Well at least there is one lesson learned. It is always a good idea to check the SG when you think the fermentation has finished. If it is above 1.000 you can generally say that fermentation has not finished properly. It is also a good idea to take the SG before you add things like wood chips and yeast at the beginning. (But in between those 2 readings I leave my wines well alone -- beginners tend to think that they should be doing things to their wine every day! -- they, the wines, largely prefer to be left alone to get on with it). I find that most of my wines ferment out down to about 0.994 -- 0.990 -- but I do leave them to the bitter end when absolute no gas is passing through the fermentation lock
- The fermentation may just have slowed a great deal due to low temperatures -- in which case a warming will start it up again, either with artificial heating like fermentation bin belts/pads, or as spring gets under way and the ambient temperature rises. If you have bottled your wine in this condition then you are like to lose some corks ( or if you are using screw caps you may have the odd explosion and an irate wife!).
- It may have become "stuck" which happens sometimes when the yeast is overcome by too much sugar. This would normally happen ( I am not sure how to define normally!) with an SG which is appreciably higher than 1.000 say
1.020 or even higher. What is needed in this case is to kick start the fermentation again. This is done by activating a yeast as a starter and feeding it slowly with say a 1/2 pint of must and when it gets going with that, add another 1/2 pint or so bit by bit. If you are trying to restart 6 US gals then it is a good idea to build up the fermentation in the "restarter" till you have a gallon. Then you just add that back to your original must and it will usually take off too!
3 With regard to your "stabilisation". If you have added Potassium Sorbate to your wine during the stabilisation then you will probably not be able to restart it again. I say this because a lot of kit wines ( especially the less expensive ones) combine both Metabisulphite and Sorbate in their "Stabilisation packages". Sorbate prevents the yeast from reproducing (a sort of chemical condom!)
4.Assuming that this is not the case then you can restart the wine that has not been bottled -- do take the SG and it might give us a better idea of the problem.

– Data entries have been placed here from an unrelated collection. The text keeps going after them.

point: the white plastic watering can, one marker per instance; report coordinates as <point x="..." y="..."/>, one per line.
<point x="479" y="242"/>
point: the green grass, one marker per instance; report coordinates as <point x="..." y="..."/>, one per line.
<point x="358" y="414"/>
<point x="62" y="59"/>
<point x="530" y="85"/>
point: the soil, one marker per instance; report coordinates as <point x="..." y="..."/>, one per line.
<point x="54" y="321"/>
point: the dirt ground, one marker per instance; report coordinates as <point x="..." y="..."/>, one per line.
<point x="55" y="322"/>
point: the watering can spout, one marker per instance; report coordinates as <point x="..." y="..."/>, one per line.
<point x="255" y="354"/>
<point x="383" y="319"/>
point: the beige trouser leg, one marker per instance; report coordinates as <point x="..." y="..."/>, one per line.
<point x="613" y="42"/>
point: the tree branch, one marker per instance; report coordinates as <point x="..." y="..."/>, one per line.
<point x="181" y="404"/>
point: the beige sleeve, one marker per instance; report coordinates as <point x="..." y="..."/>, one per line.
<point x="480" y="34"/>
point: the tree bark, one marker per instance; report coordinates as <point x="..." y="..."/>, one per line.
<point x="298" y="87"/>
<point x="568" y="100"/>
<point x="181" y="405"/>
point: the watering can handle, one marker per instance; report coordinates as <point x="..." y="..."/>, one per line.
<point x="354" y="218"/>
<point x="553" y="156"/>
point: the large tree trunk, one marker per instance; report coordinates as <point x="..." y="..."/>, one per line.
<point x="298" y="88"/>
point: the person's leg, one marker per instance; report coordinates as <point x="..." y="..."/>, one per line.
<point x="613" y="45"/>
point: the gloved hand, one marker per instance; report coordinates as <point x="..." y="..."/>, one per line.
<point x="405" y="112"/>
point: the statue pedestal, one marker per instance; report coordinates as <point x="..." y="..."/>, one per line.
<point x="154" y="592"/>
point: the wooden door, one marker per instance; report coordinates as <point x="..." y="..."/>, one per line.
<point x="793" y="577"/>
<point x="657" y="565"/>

5 You can also unbottle the batch you have already bottled and try a restart. But you are putting the wine at risk especially if the SG is quite low. You are exposing your wine to a lot of air again as you empty the bottles and also the amount of CO2 left in that wine will be minimal. Again if you had taken the SG it would be easier to advise. My feeling is that if it only has a small amount of residual sugar left and the alcohol content is perhaps as high as 8%, then leave it and use the wine as a summer "spritzer" or the basis for a summer punch.